Exhibit D: Ayn Rand.
The novelist and verbal diarrheticist’s Atlas Shrugged—a book that, to borrow a phrase from Futurama’s robot devil, is as lousy as it is brilliant—spent around 540,000 words and 1,168 pages describing her philosophy of objectivism, a fundamental part of which could be summed up by the very pithy and obvious phrase “A is A.” Seriously, that’s three words. Three. Or, if you want to get technical, a single character—repeated twice—and one word. It somehow takes Rand another 539,997 words to explain, mostly by way of long-winded speeches by characters with no idea how English is spoken on this planet, what “A is A” means and why it matters.  
Exhibit E: A guy we actually elected President.
While George W. Bush is probably most folks’ go-to president for examples of mangling the English language, this isn’t who I’m talking about at the moment. It was that other guy:

Yes, you heard that (and probably remember it) correctly: “It depends on what the meaning of the word ‘is’ is.” That’s Bill Clinton—described by supporters, the disinterested, and even many of his detractors as a brilliant guy—desperately trying to suggest, on the air and in front of any number of people with recording devices, that there’s more than one meaning to the word “is.” Dude—ahem, I mean Mister President—if it weren’t several years too late to make a difference, I’d suggest that you stop before you embarrass yourself. Put quite simply, is = is. Or less mathematically, is is is. There’s already a word in place for what isn’t is—that word is isn’t.

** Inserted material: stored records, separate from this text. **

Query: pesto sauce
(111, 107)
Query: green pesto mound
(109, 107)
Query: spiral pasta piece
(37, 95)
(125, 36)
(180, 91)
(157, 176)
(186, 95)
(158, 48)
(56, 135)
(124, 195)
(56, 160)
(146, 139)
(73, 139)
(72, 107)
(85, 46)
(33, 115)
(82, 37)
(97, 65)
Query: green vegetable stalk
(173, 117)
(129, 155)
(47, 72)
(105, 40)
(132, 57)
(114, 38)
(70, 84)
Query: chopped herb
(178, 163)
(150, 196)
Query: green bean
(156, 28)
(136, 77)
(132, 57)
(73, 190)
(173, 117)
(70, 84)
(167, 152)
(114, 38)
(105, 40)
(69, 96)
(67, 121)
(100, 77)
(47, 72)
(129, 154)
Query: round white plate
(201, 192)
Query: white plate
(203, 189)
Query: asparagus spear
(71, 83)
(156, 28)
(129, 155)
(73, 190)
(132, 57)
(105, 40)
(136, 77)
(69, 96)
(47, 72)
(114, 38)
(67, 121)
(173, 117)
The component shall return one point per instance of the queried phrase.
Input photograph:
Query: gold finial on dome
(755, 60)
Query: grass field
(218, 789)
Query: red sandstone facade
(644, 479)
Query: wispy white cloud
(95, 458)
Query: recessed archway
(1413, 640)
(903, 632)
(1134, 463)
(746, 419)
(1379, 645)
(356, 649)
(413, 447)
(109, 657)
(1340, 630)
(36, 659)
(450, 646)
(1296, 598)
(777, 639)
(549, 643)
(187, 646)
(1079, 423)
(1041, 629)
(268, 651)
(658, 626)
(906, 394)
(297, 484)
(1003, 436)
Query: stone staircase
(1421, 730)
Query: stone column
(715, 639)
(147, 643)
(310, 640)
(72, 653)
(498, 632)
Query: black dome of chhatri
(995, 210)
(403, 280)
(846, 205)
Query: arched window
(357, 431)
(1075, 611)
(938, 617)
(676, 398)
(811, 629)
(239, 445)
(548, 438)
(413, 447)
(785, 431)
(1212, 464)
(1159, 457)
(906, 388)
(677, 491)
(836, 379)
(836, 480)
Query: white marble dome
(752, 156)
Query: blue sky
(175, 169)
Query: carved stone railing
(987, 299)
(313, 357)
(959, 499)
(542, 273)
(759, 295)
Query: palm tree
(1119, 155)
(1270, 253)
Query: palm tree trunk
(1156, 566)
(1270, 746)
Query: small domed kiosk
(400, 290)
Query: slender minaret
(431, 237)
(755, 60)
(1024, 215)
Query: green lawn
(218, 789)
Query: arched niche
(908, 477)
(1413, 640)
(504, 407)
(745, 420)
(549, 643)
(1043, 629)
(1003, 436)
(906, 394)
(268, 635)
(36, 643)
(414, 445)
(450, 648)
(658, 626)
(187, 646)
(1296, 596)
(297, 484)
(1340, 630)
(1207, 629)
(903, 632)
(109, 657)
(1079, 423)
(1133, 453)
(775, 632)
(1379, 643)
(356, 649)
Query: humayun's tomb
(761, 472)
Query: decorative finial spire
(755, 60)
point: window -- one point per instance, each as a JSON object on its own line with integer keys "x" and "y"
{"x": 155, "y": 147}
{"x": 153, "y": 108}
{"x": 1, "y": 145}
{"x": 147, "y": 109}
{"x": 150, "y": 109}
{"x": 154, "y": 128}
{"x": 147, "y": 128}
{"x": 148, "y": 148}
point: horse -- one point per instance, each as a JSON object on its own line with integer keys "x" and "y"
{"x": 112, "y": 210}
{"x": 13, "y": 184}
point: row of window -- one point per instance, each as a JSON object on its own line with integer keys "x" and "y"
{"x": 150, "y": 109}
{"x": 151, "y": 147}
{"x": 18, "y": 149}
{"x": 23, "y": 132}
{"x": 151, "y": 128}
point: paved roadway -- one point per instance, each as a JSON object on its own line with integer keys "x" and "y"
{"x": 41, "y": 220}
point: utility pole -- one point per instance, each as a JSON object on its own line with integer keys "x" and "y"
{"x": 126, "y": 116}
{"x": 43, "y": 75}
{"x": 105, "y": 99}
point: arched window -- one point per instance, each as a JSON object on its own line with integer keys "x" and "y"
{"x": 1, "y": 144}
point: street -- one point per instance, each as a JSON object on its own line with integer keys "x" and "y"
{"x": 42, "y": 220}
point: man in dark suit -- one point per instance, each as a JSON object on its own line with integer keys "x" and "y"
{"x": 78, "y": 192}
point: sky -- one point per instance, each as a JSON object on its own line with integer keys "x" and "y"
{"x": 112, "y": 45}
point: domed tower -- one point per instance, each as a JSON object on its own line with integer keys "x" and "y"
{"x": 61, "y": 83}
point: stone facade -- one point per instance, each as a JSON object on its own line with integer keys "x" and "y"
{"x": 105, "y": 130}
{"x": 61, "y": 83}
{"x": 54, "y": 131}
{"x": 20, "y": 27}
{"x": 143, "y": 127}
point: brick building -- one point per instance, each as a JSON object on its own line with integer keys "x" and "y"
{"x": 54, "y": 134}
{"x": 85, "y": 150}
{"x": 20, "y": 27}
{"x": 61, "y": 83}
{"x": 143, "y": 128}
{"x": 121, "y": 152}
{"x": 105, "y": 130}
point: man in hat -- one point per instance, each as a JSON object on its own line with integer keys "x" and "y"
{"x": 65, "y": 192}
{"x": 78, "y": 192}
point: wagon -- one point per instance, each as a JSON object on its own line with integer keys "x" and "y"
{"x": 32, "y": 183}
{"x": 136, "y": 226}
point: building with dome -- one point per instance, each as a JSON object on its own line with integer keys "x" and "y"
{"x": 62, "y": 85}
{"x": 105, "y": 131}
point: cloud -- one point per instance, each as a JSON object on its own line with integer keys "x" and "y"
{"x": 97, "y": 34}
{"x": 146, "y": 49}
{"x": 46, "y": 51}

So if the most powerful guy in the most powerful nation on Earth can’t comprehend the meaning of the word “is”—or even if he’s merely playing dumb because he didn’t have the sac to admit that he cheated and lied to approximately 260,000,000 people, and got caught—what chance to the rest of us, mere shallow-thinkers or millionaire athletes, really have? Is there any hope but to go with the flow, and admit that the thing is is what the thing is is?

God, I hope so. Just typing that out right now gave me a tiny little brain aneurysm.

1. The good news for them is that they have something like a ten in six billion chance of ever knowing I’m making fun of them.
2. Although actually, when you get right down to it, Yoda’s pattern of speech, while sometimes a bit hard to follow (and, in the more recent movies, a bit forced, so to speak), is pretty consistently grammatical. Yoda, you have taught us all so much.
3. No shit! I literally couldn’t make something like this up.
4. Which makes them a lot like movie stars, except that for some reason we’re willing to believe—or at least somebody is willing to believe—that movie stars can occasionally be smart. How else to explain Denise Richards as a nuclear physicist in The World is Not Enough?


  1. "epic lengths"? That's punny. Was it intentional?

  2. Yup. Wasn't sure if I should be proud of that, or embarrassed.

  3. Is that it?? or is is is??

    A is A is one of the three basic laws of logic. Why it takes 500,000+ words to understand that, I do not know....I guess it is what it is....
    ah crud, I did it too, and who said ath-a-letes are not role models

  4. I just loved how you incorporated Faith No More as some sort of voice of reason. Yet another first in history right here on Bowling in the Dark!